The early predominating theory of disease in ancient Greece - as well as India and Tibet - was the concept of the "four humors," generally associated with the four elements of earth, air, fire and water, which in turn configure human personality. The theory of humors postulated that all human afflictions resulted from imbalances in these internal elements, manifest in phlegm, blood, yellow bile and black bile. For instance, an individual suffering from depression was diagnosed as having a surfeit of black bile. (The term melancholy is formed from the Greek words meaning "black" and "bile"). Likewise, a "phlegmatic" personality was associated with the more lethargic or apathetic qualities. This school of thought was prominent in the time of the great Greek physicians such as Herophilus, the first systematic anatomist; Hippocrates, whose medical canon rejected supernatural explanations of disease; and Erasistratus, follower of Herophilus and one of pendants clearance the last of that era - and the eon to come - to dissect human bodies.

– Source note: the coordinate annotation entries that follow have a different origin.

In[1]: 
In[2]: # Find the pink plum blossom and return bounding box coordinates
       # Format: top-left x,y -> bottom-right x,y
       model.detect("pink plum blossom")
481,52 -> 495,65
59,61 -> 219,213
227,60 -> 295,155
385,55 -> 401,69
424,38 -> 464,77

The role of humors was articulated most eloquently by the man known as Galen of Pergamum (129-200 AD). Galen's magnum opus on treatment, De methodo medendi, along with other tracts by him, were the first great written works of medicine and served as the universal guide to human disease for more than a millenium. During the time of Galen and of his disciples who followed, the unapproved dissection of a human body was fervently condemned. As a result, Galen based most of his understanding of human anatomy on the dissection of animals, including Barbary macaques, a type of monkey found predominantly earrings clearance in North Africa. Galen made the reasonable but dangerously imperfect assumption that the inner structure of such animals was close enough to that of humans to be sufficient for an understanding of human anatomy. Galen's teachings persisted in Europe and Greece until the 16th century, and some ancient schools of medicine, such as the Ayurvedic and Tibetan traditions, still practice metaphysical healing and humor-based diagnostics that sprang from the same roots, combined with highly sophisticated pharmacology and therapeutics. Indeed, when Tibetan rulers held two major medical conferences in the 8th and llth centuries, bringing together physicians (and translators) from India, Persia, Nepal, Greece, China and elsewhere to share their knowledge, it was Galen's medicine they used as the basis for their integrative medical system.